Maras in Turkish Cyprus awaiting real owners: Erdogan
Turkish president says immovable properties commission in abandoned city can pay Greek Cypriot applicants
The long-abandoned city of Maras in the Turkish Republic of Northern Cyprus (TRNC) is "waiting for the day when it will meet its real owners," Turkey's president said on Sunday.
Underlining that the "real owners" of Maras are clear, Recep Tayyip Erdogan announced in a speech during a visit to the city that with a commission on immovable properties within its boundaries to come into action, property owners applying from the Greek Cypriot administration could also receive payment.
"A new process has started with this step, which we took to the Closed Maras region today, as well as the step taken 15 days ago and the works carried out rapidly since then on Closed Maras," said Erdogan.
He went on to say that injustices done to the TRNC were "impossible to digest." "Now, we have to take matters into our own hands."

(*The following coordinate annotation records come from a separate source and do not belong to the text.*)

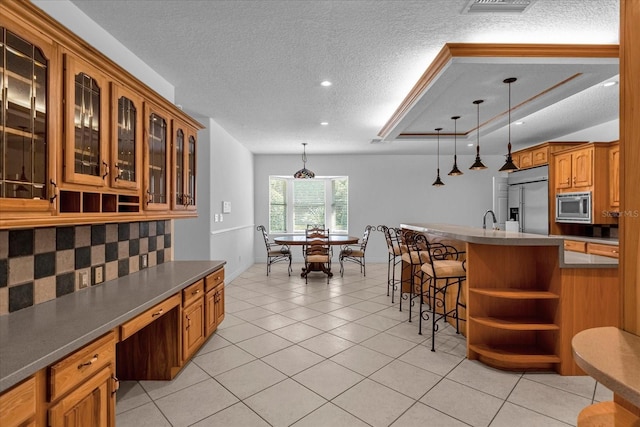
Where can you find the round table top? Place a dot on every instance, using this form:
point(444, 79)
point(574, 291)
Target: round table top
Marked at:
point(301, 239)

On the recent partial reopening of the abandoned town of Maras in the Turkish Cypriot city of Gazimagusa, Erdogan had said earlier that this step was meant to eliminate existing grievances, not create new ones.
The abandoned town of Maras in Gazimagusa, also known as Famagusta, partially reopened for public use on Oct. 8.

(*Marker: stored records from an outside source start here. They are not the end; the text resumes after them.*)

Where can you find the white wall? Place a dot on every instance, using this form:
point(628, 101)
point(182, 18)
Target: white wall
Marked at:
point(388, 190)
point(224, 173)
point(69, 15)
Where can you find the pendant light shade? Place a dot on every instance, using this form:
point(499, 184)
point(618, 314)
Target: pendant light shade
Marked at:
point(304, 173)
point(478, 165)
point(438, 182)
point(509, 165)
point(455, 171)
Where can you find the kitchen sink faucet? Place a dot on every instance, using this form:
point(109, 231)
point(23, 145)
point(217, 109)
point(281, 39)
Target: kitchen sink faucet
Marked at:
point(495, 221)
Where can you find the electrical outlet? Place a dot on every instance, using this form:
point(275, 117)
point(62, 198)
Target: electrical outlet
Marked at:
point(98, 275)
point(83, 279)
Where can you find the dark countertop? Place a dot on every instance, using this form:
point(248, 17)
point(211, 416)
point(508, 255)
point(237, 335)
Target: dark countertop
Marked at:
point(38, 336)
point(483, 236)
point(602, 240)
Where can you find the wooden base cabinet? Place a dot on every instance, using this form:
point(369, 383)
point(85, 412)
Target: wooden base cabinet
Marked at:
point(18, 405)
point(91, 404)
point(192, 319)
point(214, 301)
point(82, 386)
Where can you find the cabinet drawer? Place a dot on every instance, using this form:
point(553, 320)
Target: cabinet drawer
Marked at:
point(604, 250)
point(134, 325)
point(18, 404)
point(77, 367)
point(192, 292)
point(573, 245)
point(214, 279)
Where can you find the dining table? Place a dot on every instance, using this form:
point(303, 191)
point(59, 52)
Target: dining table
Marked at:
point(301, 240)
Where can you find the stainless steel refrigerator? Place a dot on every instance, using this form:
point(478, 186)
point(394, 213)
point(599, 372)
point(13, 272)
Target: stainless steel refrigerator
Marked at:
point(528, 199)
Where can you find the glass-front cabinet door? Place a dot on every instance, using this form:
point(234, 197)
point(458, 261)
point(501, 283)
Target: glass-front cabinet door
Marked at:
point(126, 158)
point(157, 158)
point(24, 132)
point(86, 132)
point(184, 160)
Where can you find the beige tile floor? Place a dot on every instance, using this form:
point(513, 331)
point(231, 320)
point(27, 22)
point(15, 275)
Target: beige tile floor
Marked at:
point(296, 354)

Maras had so far been a ghost town to which entry was forbidden, except for Turkish army personnel stationed in the TRNC.
Cyprus has been divided into the TRNC in the north, and Greek Cypriot administration in the south, since a 1974 military coup aiming to annex Cyprus to Greece.
Turkey's military intervention as a guarantor power in 1974 put an end to years of persecution and violence against Turkish Cypriots by ultra-nationalist Greek Cypriots.